Wednesday, May 12, 2010

Analyze network packets using monitoring tool ie Wireshark

Anyone fascinated with computer network and how it has enabled connectivity between remote places throughout the globe must have wondered how it has been made possible. Small bytes of data continually flow through small wires, perhaps even without any wires and soon you have, Wikipedia displaying all the information known to mankind.

When you type in your favourite browser, I assume it is Firefox :) , what sort of data is sent? How is it sent? If you want to watch the "data packets" in action what you need is a network analyzer or a network monitor aka sniffer. Network sniffing or packet sniffing is the same so don't be confused if there are other tools to do packet sniffing, because Wireshark does it all.

For a developer this software is pretty handy since it captures live data and shows what kind of data is being sent.

Although sniffers have more useful/evil purposes,(some future article) this article will cover how we can use a software called "Wireshark" to analyze the network data being sent.

The software is available for both windows and unix. The great thing is that it is an open source software, yet is updated regularly. The download links are at the bottom.

If you will be using Windows simply download the setup and install it. Wireshark comes bundled with WinPcap a set of libraries which allows Wireshark to capture packet in real time. During installation their will a prompt suggesting you

"Start WinPcap service "NPF" at startup -"

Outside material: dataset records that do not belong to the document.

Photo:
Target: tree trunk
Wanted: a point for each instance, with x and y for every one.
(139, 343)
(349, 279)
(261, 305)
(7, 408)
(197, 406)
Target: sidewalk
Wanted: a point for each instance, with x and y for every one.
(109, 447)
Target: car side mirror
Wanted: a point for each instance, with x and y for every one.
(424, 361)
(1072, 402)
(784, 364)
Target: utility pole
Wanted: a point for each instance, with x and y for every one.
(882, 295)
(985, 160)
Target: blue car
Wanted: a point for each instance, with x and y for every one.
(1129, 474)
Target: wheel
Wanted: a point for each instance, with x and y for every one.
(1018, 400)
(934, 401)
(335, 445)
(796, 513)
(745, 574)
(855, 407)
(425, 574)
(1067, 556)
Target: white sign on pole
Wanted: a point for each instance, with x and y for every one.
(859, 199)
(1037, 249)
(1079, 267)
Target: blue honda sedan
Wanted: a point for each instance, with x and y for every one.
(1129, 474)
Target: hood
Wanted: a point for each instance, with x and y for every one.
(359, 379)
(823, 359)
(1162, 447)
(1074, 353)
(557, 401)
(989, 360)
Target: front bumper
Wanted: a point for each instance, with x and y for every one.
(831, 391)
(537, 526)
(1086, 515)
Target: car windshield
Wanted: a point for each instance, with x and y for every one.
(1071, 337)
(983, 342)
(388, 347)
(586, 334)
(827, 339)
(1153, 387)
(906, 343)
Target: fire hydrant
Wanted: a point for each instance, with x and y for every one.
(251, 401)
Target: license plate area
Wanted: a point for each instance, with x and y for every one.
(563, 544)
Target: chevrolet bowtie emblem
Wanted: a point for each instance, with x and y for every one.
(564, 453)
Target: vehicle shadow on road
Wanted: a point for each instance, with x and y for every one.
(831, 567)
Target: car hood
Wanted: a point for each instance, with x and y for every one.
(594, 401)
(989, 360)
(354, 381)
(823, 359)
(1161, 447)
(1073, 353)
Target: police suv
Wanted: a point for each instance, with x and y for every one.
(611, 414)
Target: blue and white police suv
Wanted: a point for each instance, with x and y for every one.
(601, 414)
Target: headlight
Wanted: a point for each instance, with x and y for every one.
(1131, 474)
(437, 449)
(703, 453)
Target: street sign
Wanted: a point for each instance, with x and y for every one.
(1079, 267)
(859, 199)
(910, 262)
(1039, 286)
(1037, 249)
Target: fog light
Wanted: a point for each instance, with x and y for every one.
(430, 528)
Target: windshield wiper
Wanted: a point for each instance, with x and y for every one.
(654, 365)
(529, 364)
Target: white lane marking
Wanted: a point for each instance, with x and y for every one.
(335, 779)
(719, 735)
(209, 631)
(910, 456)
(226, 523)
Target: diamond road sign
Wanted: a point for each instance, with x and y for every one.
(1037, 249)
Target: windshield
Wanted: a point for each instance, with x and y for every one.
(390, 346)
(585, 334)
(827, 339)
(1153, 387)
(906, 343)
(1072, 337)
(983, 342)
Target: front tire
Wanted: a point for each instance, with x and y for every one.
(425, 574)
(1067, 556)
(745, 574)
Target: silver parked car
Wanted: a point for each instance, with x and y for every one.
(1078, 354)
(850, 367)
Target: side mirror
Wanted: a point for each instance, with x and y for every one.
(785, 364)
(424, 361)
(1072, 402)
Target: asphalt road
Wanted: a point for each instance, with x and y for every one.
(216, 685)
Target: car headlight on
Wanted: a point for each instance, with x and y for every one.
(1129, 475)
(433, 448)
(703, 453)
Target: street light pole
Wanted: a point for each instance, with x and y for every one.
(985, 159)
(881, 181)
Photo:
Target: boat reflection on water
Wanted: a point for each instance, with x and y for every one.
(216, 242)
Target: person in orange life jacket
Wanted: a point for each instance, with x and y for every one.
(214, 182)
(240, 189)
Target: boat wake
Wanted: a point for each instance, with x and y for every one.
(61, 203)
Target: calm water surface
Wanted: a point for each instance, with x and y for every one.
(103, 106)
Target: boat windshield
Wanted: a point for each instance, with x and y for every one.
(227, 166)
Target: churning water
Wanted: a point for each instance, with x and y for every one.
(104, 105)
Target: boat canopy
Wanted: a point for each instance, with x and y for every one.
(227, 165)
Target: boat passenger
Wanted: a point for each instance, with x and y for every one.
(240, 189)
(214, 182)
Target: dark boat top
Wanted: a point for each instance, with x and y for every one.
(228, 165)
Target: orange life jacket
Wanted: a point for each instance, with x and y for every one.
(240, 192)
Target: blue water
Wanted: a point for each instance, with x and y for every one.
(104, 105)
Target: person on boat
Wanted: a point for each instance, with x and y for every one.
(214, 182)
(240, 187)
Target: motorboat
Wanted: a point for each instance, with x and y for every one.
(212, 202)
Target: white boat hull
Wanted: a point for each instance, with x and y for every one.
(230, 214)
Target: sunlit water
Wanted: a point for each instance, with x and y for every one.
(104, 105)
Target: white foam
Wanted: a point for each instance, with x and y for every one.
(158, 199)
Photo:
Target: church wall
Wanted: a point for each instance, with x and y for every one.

Allowing npf at startup would enable users without admin privileges to run it.If this bugs you then simply 'untick' the option and install it. The latter option however requires the user to start the NPF service manually by typing the following command in command prompt having admin priviliges each time before running Wireshark

net start npf

The following command stops the service

net stop npf

Ubuntu users need to type in wireshark in the synaptic software manager and let it do the rest. Other linux/unix users need to refer to the official documentation provided on their website. Linux users need to run wireshark as root privileges.

To capture live packets either click on the network interface that you want Wireshark to hook on to or if you're unsure which interface is being used go to options and click on interface. It will open a small windows displaying the number of packets received on each interface. The one having highest number of packets is most probably going to be connected to your local Lan or directly to the internet.

After you have selected the correct interface Wireshark will start displaying all the packets that are being sent or received by your computer.